None of this has deterred the U.S. negotiators from pressing their aggressive demands, which have reportedly included:
- Repealing the dispute-settlement provisions that give Canadian exporters some limited insurance against the most aggressive American protectionism, e.g. lumber, Boeing/Bombardier;
- Loaded rules of origin stipulating a very high level of U.S. content for duty-free goods;
- Access to procurement by Canadian governments at all levels while capping Canadian firms’ access to U.S. public purchasing;
- Busting open the supply management system protecting Canadian farmers, especially dairy.
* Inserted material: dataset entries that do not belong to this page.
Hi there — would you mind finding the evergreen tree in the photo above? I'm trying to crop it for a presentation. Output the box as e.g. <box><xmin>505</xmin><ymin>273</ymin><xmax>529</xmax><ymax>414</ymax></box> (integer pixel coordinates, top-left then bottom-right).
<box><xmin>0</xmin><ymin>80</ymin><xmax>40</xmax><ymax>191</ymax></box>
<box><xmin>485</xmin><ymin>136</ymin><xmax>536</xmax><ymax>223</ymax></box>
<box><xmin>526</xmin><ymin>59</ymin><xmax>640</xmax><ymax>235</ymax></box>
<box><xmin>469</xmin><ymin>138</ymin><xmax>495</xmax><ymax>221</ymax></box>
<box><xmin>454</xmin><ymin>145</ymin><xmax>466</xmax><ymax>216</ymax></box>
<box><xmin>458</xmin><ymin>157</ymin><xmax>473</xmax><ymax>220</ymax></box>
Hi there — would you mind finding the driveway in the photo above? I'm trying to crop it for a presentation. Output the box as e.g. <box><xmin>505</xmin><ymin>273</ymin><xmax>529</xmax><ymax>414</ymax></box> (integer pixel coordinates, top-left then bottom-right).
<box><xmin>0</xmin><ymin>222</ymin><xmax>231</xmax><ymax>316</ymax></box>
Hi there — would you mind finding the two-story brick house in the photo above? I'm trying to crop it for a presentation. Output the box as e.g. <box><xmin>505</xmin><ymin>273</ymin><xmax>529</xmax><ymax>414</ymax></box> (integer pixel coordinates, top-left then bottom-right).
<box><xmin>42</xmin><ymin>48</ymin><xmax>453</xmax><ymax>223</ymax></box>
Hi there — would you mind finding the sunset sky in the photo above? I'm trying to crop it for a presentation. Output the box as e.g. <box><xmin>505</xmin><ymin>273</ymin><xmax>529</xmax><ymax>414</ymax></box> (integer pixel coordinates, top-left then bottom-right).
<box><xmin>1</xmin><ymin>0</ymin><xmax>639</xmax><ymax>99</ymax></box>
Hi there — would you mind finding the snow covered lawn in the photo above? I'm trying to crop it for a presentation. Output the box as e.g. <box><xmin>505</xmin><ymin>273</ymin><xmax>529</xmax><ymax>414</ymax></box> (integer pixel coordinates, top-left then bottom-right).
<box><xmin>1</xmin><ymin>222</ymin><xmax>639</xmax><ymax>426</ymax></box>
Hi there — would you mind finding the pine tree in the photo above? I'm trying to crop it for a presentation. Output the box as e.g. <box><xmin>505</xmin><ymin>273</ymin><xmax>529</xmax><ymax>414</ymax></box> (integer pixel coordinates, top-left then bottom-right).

All of these demands come with a five-year "sunset" clause requiring that we go through all this again a few years down the road. This adds up to demands for one-way free trade. On the face of it, this is an absurd overreach. The Trump administration is obviously counting on pressure from business and financial interests to force the Canadian government to accept such a one-sided proposal that they have already dismissed as a complete "non-starter."
The Canadian government (as well as the provinces, business and labour) is now forced to contemplate life without a free-trade agreement. While this is far from a preferred choice, it would not be the end of the world. In the absence of a bilateral agreement, the most-favoured-nation rules of the World Trade Organization would apply and offer many of the same protections. Tariffs would be restored, but at a much lower level than before the free-trade agreement, averaging roughly 3.5 per cent on shipments to the United States. Unquestionably, existing economic linkages would be put under stress but most would survive. This is clearly not the option the Canadian government would prefer but it could be better than what is currently on offer from the Trump administration.
Meanwhile, the impact on U.S. businesses would be just as severe if not more so. In an unprecedented statement, the U.S. chamber of commerce, the broadest and perhaps most influential business lobby, came out strongly against dismantling NAFTA, which it earlier estimated underpinned about 12 million American jobs. The powerful U.S. agricultural lobby has also weighed in, particularly concerned over threats to its booming exports to Mexico.
These interest groups could be expected to have a real impact on Congress where the final decisions must be taken. In other words, for all his bluster, Mr. Trump does not hold all the cards.